As Aventuras do Capitão Cueca | estreia comemorativa de Dia das Crianças

Para quem pretende fazer um programa incluindo as crianças neste feriado, a opção de estreia recai sobre a animação As Aventuras do Capitão Cueca, o novo longa do diretor David Soren, baseado na série infantil de livros homônimos de autoria de Davi Pilkey. O filme se destina ao público infantil mas consegue roubar gargalhadas do espectador mais maduro graças à acidez e sagacidade com que trata certos temas, especialmente relacionados ao universo adulto. Para quem já saiu da escola há algum tempo, o filme pode funcionar como um lembrete nostálgico de como era se ver preso em uma sala de aula.

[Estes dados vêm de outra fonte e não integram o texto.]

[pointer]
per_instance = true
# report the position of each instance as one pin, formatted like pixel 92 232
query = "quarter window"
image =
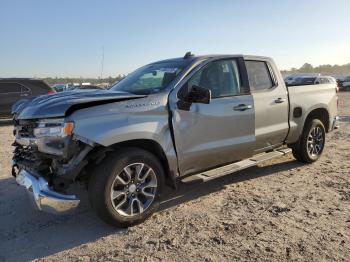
pixel 220 77
pixel 259 75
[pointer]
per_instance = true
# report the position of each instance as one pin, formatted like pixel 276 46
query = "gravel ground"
pixel 279 211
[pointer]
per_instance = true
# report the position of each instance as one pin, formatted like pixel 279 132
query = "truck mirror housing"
pixel 199 94
pixel 196 94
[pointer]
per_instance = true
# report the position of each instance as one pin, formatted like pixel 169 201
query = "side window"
pixel 259 75
pixel 6 88
pixel 221 77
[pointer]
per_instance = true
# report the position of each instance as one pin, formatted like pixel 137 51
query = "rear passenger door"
pixel 271 105
pixel 221 132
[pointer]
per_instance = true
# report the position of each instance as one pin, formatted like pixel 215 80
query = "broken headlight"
pixel 53 128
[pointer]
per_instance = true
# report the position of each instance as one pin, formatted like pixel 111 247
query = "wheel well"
pixel 321 114
pixel 152 147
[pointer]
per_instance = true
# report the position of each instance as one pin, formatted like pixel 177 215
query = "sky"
pixel 66 38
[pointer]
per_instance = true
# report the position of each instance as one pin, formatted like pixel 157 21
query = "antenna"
pixel 188 54
pixel 102 62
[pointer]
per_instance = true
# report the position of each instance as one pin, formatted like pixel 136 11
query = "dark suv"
pixel 14 89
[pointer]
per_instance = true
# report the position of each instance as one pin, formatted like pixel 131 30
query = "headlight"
pixel 53 128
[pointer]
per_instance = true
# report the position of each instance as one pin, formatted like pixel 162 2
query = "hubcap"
pixel 315 141
pixel 133 190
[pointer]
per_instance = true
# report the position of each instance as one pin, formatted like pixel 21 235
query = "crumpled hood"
pixel 58 105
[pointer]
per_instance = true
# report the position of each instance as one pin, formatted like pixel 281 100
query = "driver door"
pixel 218 133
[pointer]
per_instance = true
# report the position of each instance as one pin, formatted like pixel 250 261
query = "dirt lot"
pixel 280 211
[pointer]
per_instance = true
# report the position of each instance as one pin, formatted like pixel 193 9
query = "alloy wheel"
pixel 133 189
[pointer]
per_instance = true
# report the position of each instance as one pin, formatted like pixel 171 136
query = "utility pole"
pixel 102 62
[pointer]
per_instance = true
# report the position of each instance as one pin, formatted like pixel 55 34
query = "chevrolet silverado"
pixel 194 116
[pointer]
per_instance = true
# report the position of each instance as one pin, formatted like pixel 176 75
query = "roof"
pixel 216 56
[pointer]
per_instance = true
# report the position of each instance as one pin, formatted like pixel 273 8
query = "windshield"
pixel 151 78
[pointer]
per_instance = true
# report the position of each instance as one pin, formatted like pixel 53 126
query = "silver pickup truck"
pixel 194 116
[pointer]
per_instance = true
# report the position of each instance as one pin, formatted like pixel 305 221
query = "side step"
pixel 231 168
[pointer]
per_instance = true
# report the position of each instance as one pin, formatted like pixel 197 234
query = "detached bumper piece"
pixel 43 197
pixel 335 123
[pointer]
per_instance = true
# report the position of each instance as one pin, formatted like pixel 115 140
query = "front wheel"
pixel 126 187
pixel 311 143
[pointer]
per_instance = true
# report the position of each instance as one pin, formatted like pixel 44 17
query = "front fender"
pixel 118 122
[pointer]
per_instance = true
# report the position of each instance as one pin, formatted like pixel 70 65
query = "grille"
pixel 26 129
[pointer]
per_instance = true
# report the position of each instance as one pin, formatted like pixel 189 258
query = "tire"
pixel 116 190
pixel 311 143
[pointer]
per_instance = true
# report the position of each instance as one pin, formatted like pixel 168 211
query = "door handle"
pixel 242 107
pixel 280 100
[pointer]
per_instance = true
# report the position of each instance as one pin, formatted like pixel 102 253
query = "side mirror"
pixel 197 94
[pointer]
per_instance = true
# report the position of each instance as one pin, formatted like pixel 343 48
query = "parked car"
pixel 198 116
pixel 14 89
pixel 312 80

A trama gira em torno da vida escolar de Jorge e Haroldo, dois amigos inseparáveis e serelepes que já aprontaram de tudo na escola e que são, respectivamente, quadrinista e escritor dos quadrinhos do herói Capitão Cueca. Seu maior rival é o Diretor Krupp, que depois de uma sabotagem em uma feira de ciências, decide impor como castigo definitivo a separação da dupla em turmas diferentes. No intuito de se livrarem do castigo, os dois amigos hipnotizam o diretor e o fazem incorporar o destemido Capitão Cueca. O problema se acentua quando um cientista vilão disfarçado de professor é contratado pelo Capitão Cueca, pondo em risco toda a escola.

O roteiro tem como ponto de vista a perspectiva de duas crianças hiperativas que enxergam o sistema escolar como um castigo diário. A situação é reforçada pela presença de um diretor despótico, que vive para prejudicar a vida de seus alunos e esconde uma vida triste e solitária. O oposto de Haroldo e Jorge é Melvim, o aluno aplicado que se esforça para agradar todos os professores e nunca ri das piadas. Melvim se torna a cobaia perfeita para o cientista que pretende extinguir o riso da terra. Toda a situação explanada é reforçada pelo visual do filme, que se expande ao acompanhar a imaginação das crianças sobre a tragédia que é ter de frequentar a escola e a felicidade que reside no final de semana ou nas horas de folga.

Se valendo de um panorama extremamente colorido que retrata a alegria dos dois protagonistas, a história é salpicada de piadas mais destinadas aos adultos do que às crianças, tais como a infelicidade do casamento e a falta de humor para driblar a realidade. Os dois garotos são inteligentes e sarcásticos e a parte ingênua recai sobre o Capitão Cueca, justamente o diretor Krupp que não é nem um pouco cômico ou tolo. Krupp oscila entre o maldoso diretor e o herói fanfarrão, que não tem noção do perigo ou da maldade alheia ao despir a roupa e usar uma capa e não sabe se comportar como um dirigente acadêmico.

Por ser comédia, é certo que alguns clichês do humor norte-americano não poderiam deixar de estar presentes. A insistência em extrair graça de privadas, flatulências e sujeira acompanha toda a obra do início ao fim, sem falar na maldade desmedida baseada em frustrações passadas. O vilão Fraldinha Suja deseja extinguir o riso do mundo para que ninguém mais ache graça em seu nome e seu trunfo científico é uma máquina em forma de vaso sanitário gigante.

Sendo uma comédia infantil, é certo que o filme é despretensioso, mas, ainda assim, consegue satisfazer a plateia para além do jovem espectador. Por ser baseado em uma famosa série de livros, é certo que já possui um público fiel e certamente convidará novos leitores em potencial ao universo literário, uma vez que o atual cenário do entretenimento transforma todo livro de sucesso em filme e todo filme de bilheteria satisfatória em novelização. A vantagem de termos esses dois mercados reciprocamente angariados favorece ao convite de públicos diversos a esses dois mundos. Sendo uma história essencialmente infantil, a chance de criar um novo leitor é ainda maior. Aos interessados, a obra literária do Capitão Cueca foi lançada no Brasil no ano de 2008 e conta com 9 livros sobre as diversas aventuras de Jorge, Haroldo e o Diretor Krupp.